I have a vocabulary of about 50,000 terms and a corpus of about 20,000 documents in a Pandas DataFrame like this:
import pandas as pd
vocab = {"movie", "good", "very"}
corpus = pd.DataFrame({
    "ID": [100, 200, 300],
    "Text": ["It's a good movie", "Wow it's very good", "Bad movie"]
})
The following code produces a SciPy CSR matrix in about 5 seconds only:
from sklearn.feature_extraction.text import TfidfVectorizer
vec = TfidfVectorizer(use_idf = False, ngram_range = (1, 2),
                      vocabulary = vocab)
vec.transform(corpus["Text"])
However, converting the CSR matrix to a Pandas SparseDataFrame is so slow that I've to abort it:
dtm = pd.SparseDataFrame(vec.transform(corpus["Text"]))
dtm["ID"] = corpus["ID"]
Attempted Solutions
I tried appending .tocoo() to vec.transform(corpus["Text"]) but it makes no difference in speed. Appending .toarray() is no good either since it returns
ValueError: array is too big;
arr.size * arr.dtype.itemsizeis larger than the maximum possible size
I also tried SparseSeries as suggested at stackoverflow.com/q/17818783 but it resulted in a MemoryError:
tfidf = vec.transform(corpus["Text"])
dtm = pd.SparseDataFrame( [pd.SparseSeries(tfidf[k].toarray().ravel())

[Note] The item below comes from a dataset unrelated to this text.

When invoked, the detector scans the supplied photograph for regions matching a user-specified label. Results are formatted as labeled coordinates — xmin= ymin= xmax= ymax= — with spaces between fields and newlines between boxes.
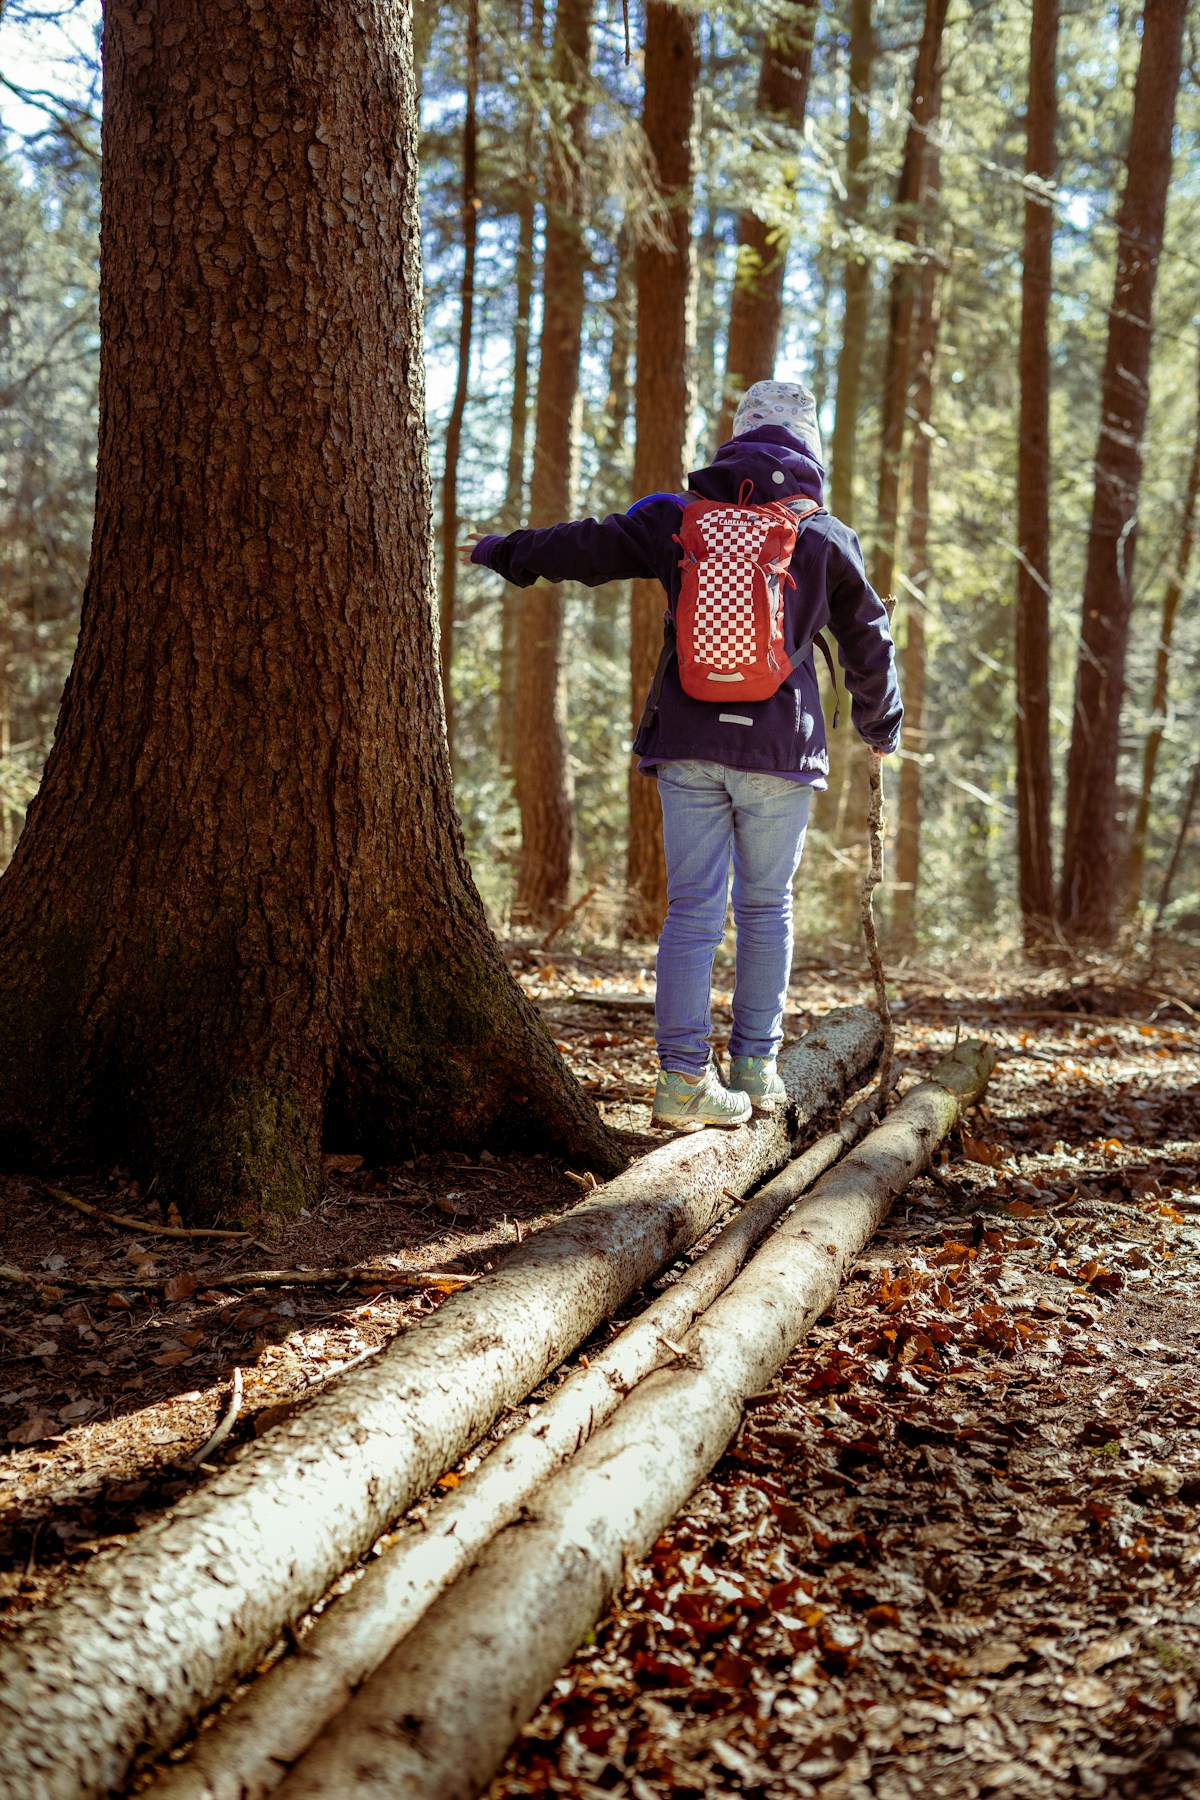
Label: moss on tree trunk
xmin=0 ymin=0 xmax=621 ymax=1222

                           for k in range(tfidf.shape[0])] )
The MemoryError cannot be resolved by changing the list comprehension to a generator expression, because the latter returns UnboundLocalError: local variable 'mgr' referenced before assignment
I need a SparseDataFrame because I want to join / merge the ID column with another DataFrame. Is there a faster way?